Re: strange behaviour of ntp peerstats entries.
- From: "David L. Mills" <mills@xxxxxxxx>
- Date: Mon, 28 Jan 2008 03:24:25 +0000
Danny,
True; there is an old RFC or IEN that reports the results with varying numbers of clock filter stages, from which the number eight was the best. Keep in mind these experiments were long ago and with, as I remember, ARPAnet sources. The choice might be different today, but probably would not result in great improvment in the general cases. Note however that the popcorn spike supressor is a very real Internet add-on.
The number of stages may have unforseen consequences. The filter can (and often does) introduce additional delay in the feedback loop. The loop time constant takes this into account so the impulse response is only marginaly affected. So, the loop is really engineered for good response with one accepted sample in eight. Audio buffs will recognize any additional aamples only improve the response, since they amount to oversampling the signal. Audio buffs will also recognize the need for zeal in avoiding undersampling, which is why the poll-adjust algorithm is so squirrely.
Dave
Danny Mayer wrote:
Unruh wrote:.
mayer@xxxxxxxxxxx (Danny Mayer) writes:
Unruh wrote:
Brian Utterback <brian.utterback@xxxxxxx> writes:
Unruh wrote:
"David L. Mills" <mills@xxxxxxxx> writes:
You might not have noticed a couple of crucial issues in the clock filter code.
I did notice them all. Thus my caveate. However throwing away 80% of the
precious data you have seems excessive.
Note that the situation can arise that the one can wait many more than 8
samples for another one. Say sample i is a good one. and remains the best
for the next 7 tries. Sample i+7 is slightly worse than sample i and thus
it is not picked as it comes in. But the next i samples are all worse than
it. Thus it remains the filtered one, but is never used because it was not
the best when it came in. This situation could keep going for a long time,
meaning that ntp suddenly has no data to do anything with for many many
poll intervals. Surely using sample i+7 is far better than not using any
data for that length of time.
On the contrary, it's better not to use the data at all if its suspect. ntpd is designed to continue to work well even in the event of loosing all access to external sources for extended periods.
And this could happen again. Now, since the
delays are presumably random variables, the chances of this happening are
not great ( although under a condition of gradually worsening network the
chances are not that small), but since one is running ntp for millions or
billions of samples, the chances of this happening sometime becomes large.
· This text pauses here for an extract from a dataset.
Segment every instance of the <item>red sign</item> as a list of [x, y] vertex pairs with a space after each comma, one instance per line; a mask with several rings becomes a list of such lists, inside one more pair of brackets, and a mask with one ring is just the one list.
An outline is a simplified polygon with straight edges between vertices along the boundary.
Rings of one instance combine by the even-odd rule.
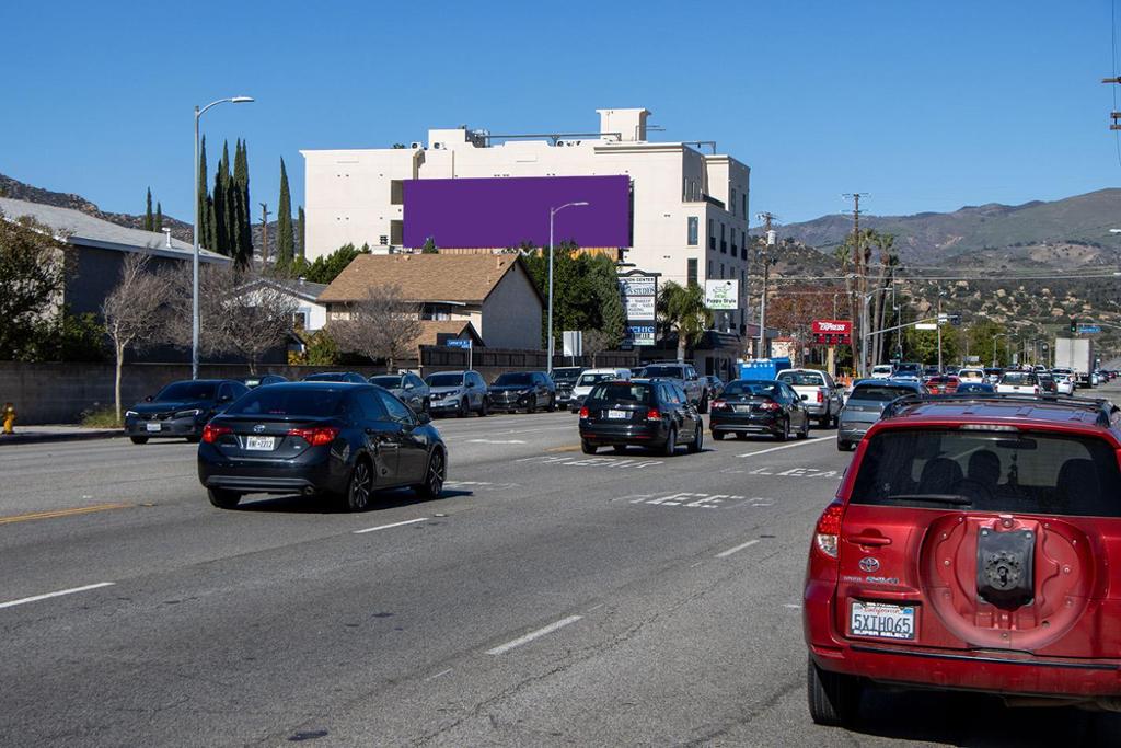
[[852, 322], [849, 320], [814, 320], [814, 342], [824, 345], [852, 343]]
There are quite a few ntpd servers which are isolated and once an hour use ACTS to fetch good time samples. This is not rare at all.
And then promplty throw them away because they do not satify the minimum
condition? No, it is not "best" to throw away data no matter how suspect.
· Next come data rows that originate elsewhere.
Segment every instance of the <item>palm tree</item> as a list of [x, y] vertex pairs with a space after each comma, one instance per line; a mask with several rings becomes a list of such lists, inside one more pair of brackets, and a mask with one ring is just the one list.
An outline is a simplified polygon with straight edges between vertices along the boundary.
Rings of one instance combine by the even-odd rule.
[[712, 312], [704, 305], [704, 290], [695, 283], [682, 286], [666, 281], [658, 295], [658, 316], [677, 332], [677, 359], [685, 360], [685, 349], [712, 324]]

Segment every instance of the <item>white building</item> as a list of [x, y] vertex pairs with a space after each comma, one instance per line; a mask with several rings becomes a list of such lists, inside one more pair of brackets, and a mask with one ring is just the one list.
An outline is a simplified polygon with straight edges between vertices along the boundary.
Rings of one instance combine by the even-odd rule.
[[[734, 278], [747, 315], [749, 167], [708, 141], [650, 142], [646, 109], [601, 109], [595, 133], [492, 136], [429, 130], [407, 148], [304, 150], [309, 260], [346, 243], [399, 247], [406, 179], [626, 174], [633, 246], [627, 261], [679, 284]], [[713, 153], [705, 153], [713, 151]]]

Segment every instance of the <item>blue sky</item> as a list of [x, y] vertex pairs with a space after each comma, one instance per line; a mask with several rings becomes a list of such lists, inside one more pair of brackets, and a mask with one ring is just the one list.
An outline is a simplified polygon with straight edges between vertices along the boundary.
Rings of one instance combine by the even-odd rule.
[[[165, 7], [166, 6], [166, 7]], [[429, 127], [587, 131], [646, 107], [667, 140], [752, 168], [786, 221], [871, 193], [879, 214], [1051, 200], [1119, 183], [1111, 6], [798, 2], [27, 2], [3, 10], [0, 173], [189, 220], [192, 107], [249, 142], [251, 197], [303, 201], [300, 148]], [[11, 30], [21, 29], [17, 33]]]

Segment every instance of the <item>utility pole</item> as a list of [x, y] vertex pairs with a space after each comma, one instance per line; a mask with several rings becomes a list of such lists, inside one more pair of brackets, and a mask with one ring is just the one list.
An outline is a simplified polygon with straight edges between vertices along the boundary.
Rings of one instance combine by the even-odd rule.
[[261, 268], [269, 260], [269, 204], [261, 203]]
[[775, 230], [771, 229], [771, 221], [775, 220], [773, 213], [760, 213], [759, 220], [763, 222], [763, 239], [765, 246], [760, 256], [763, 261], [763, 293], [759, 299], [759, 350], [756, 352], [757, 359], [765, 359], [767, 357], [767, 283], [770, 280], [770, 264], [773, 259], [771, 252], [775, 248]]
Data is a preecious comodity and should be thrown away only if you are damn
sure it cannot help you. For example lets say that the change in delay is
.1 of the variance of the clock. The max extra noise that delay can cause
is about .01 Yet NTP will chuck it. Now if the delay is 100 times the
variance, sure chuck it. It probably cannot help you. The delay is a random
process, non-gaussian admitedly, and its effect on the time is also a
random process-- usually much closer to gaussian. And why was the figure of
8 chosen ( the best of the last 8 tries) why not 10000? or 3? I suspect it
came off the top of someone's head-- lets not throuw away too much stuff,
since it would make ntp unseable, but lets throw away some to feel
virtuous. Sorry for being sarcastic, but I would really like to know what
the justification was for throwing so much data away.
No, 8 was chosen after a lot of experimentation to ensure the best results over a wide range of configurations. Dave has adjusted these numbers over the years and he's the person to ask.